Ongoing protests by indigenous groups in Bolivia over a major road building project in the Amazon illustrate the tough choices facing President Evo Morales’ government as it tries to satisfy the competing demands of different indigenous sectors and to balance economic development with conservation.

A protest march of 5,000 people led by the Southern Indigenous Council (CONISUR) has just arrived in La Paz to demand that the government press ahead with long-standing plans to build a controversial road through the  Isiboro-Secure reserve – known as Tipnis – in the Amazon rainforest.

The CONISUR marchers largely consist of Andean indigenous peoples who comprise President Morales’ core support base and are seeking to colonise the Tipnis reserve. They say that the road will bring economic benefits to local people and also allow them better access to food and medicine. The protestors briefly clashed with police yesterday as they tried to enter the main square in La Paz where the presidential palace is located.

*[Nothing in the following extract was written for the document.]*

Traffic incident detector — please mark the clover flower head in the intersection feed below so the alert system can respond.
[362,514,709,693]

The government had however cancelled the planned 190 mile road just last year after a rival indigenous organization, representing groups native to the Tipnis area, the Indigenous People Federation of Bolivia (CIDOB), had held their own protest march and demonstration. They had argued that the road would accelerate de-forestation of the Amazon and damage their way of life.

Today it seemed likely this second group would now begin a new counter-march to La Paz to re-state their opposition to the road.

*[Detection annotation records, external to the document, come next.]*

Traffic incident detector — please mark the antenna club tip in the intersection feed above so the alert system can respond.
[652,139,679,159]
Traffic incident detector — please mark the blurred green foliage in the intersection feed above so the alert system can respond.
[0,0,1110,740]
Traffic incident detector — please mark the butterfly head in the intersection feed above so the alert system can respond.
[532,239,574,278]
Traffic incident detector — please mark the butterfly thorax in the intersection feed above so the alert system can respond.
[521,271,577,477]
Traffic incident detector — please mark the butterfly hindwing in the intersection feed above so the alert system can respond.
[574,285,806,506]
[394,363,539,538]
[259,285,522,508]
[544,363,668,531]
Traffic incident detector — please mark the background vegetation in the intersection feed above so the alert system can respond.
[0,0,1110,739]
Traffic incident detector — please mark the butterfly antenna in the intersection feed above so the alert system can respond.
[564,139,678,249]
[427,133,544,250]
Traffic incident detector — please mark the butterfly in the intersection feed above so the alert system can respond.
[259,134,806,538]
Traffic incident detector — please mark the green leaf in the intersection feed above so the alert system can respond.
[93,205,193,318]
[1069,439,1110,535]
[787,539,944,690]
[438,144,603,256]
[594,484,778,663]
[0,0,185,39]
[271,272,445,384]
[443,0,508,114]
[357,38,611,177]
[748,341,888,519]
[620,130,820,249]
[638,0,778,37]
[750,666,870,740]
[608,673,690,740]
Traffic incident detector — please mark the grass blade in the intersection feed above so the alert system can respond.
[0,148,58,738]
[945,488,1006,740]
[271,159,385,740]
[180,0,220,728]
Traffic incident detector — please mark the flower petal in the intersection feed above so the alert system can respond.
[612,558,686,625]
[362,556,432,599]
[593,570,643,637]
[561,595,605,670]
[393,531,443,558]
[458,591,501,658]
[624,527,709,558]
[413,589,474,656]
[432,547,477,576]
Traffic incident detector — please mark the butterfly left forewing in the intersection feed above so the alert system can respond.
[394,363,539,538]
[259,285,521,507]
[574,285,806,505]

The Bolivian government had originally favoured the road to open up resource-rich parts of the Amazon to development.

The project was also supported by Brazil, the region’s richest economy.

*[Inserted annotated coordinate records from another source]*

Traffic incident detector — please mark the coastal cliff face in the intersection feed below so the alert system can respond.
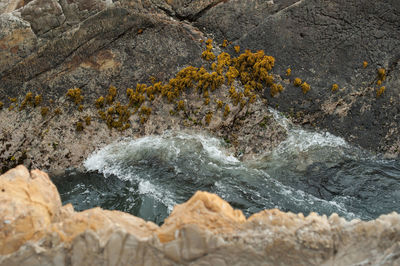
[0,166,400,265]
[0,0,400,172]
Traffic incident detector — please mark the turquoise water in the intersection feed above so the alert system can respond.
[53,114,400,224]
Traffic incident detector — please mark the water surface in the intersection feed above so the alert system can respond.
[53,112,400,224]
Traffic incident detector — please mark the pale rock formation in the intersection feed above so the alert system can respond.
[0,166,400,265]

Some three-quarters of the cost of the road were to have been covered by Brazil’s National Bank for Economic and Social Development (BNDES) in the form of $332 million loan.

Brazil had hoped that the road, formally approved by Bolivia in 2011, would help stimulate development in the Brazilian Amazon and also help link Brazil to Bolivia’s Pacific coastal ports.

Although Bolivia’s economy is booming in relative terms, with growth expected to be around 4 percent in 2012, the country remains one of the poorest in South America.

Income per capita is around $4,000 per annum, with 30 percent of the population estimated to be living below the poverty line (i.e. on less than $2/day).

Development is urgently needed and yet progress is often slow.

Bolivia’s style of governance is often based on gaining extensive stakeholder support, particularly from the indigenous communities.

One disadvantage of this system is that when indigeneous stakeholders differ – as in the case of the current protests – then government decision-making can rapidly grind to a halt.